Mulheres com filho têm menos chance de alcançar à alta liderança, dizem especialistas

Outro grande desafio na trajetória das mulheres, a maternidade é apontada pelas executivas como uma das  maiores barreiras para a ascensão. De acordo com Margareth Goldenberg, gestora executiva do Mulher 360 (movimento empresarial que trabalha por empoderamento feminino e equidade de gênero), é mais comum que mulheres cheguem à liderança quando não têm filhos. Isso significa, explica ela, que muitas precisam abrir mão das ambições pessoais para serem executivas. “Não é justo que elas tenham de optar. As barreiras da maternidade são imensas na jornada de desenvolvimento profissional. Portanto, as empresas precisam adotar práticas acolhedoras, como horário flexível.”

Ligia Pinto, do Grupo Mulheres do Brasil, conta que, em um trabalho que fez para uma grande consultoria, observou que as mulheres que estavam na lista dos dez principais candidatos a se tornar sócios da empresa não tinham filhos. As candidatas com filhos apareciam nas últimas posições de um ranking com 40 profissionais. Isso acontecia porque a metodologia adotada para analisar os futuros sócios considerava o faturamento que os profissionais tinham conseguido gerar em 12 anos. Mulheres que haviam tirado licença maternidade tinham faturamento zero por quatro ou oito meses, conforme o número de filhos que tinham tido.

“Eles não levavam em consideração o período de afastamento. Quando era desconsiderado o período de licença maternidade, essas mulheres subiam no ranking e entravam de verdade na disputa pela vaga de sócia. Essa questão da maternidade é estrutural, mas esse exemplo mostra quanto até o padrão de avaliação pode ser machista”, diz Lígia.

“A avaliação de profissionais, para ser meritocrática, tem de considerar pessoas em igualdade de oportunidades. Assim, tem de considerar as especificidades da mulher que é mãe, que não está em igualdade de oportunidades dos outros."

Lígia Pinto, diretora de relações governamentais do Grupo Mulheres do Brasil

Professora de gestão de pessoas na FGV, Vanessa Cepellos conta que muitas mulheres acabam sendo forçadas a deixar seus empregos quando têm filhos e, ao tentarem retornar ao mercado, percebem que suas habilidades ficaram obsoletas.

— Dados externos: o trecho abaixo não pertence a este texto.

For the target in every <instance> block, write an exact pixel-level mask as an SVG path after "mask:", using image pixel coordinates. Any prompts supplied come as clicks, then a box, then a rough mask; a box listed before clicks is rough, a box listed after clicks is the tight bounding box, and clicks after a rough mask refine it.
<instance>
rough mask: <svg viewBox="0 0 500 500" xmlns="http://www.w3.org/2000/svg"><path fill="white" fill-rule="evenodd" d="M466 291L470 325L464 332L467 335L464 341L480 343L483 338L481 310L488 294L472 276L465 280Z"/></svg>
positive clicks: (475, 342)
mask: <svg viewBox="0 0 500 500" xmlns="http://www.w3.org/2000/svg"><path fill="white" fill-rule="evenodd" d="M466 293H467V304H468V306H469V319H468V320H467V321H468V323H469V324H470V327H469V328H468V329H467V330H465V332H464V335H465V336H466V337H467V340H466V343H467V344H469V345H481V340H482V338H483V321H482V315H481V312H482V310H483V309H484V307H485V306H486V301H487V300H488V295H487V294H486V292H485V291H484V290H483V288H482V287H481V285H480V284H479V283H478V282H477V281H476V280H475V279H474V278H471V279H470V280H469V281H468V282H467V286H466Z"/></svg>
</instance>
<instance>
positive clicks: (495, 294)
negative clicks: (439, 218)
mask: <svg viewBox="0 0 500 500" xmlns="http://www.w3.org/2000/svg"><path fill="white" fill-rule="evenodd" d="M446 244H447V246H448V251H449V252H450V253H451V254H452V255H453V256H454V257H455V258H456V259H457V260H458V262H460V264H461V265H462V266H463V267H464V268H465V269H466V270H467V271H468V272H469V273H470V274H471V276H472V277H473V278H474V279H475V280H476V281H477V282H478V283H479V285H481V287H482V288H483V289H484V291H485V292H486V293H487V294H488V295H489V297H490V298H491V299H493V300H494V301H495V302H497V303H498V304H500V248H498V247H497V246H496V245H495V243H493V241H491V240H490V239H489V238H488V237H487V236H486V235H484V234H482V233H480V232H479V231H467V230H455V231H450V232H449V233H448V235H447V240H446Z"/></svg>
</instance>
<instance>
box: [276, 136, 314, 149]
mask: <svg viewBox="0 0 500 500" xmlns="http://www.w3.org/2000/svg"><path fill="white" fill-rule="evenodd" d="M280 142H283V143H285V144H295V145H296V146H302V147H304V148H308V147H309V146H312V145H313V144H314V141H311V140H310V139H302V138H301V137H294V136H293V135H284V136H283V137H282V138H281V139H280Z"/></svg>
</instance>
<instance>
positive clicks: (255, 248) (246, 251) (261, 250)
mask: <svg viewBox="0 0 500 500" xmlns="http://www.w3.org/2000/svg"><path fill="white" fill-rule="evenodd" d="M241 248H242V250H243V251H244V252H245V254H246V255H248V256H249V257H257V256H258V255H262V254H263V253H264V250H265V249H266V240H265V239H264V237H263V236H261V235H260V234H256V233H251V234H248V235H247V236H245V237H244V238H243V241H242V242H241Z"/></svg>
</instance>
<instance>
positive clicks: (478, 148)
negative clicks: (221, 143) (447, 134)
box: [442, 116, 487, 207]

Para aquelas que conseguem permanecer no trabalho, é comum que passem a ser mal avaliadas pelos superiores por terem de dividir a atenção com as obrigações domésticas.

No caso de Solange Sobral, da CI&T, a ascensão profissional e a maternidade só foram possíveis porque ela teve a oportunidade de discutir com os chefes, antes da licença, como seria seu retorno. “Isso me deu uma sensação de conforto, de que não seria esquecida.” Quando a licença acabou, a executiva já tinha novos desafios para assumir no trabalho. “Tem de haver essas ações intencionais”, frisa.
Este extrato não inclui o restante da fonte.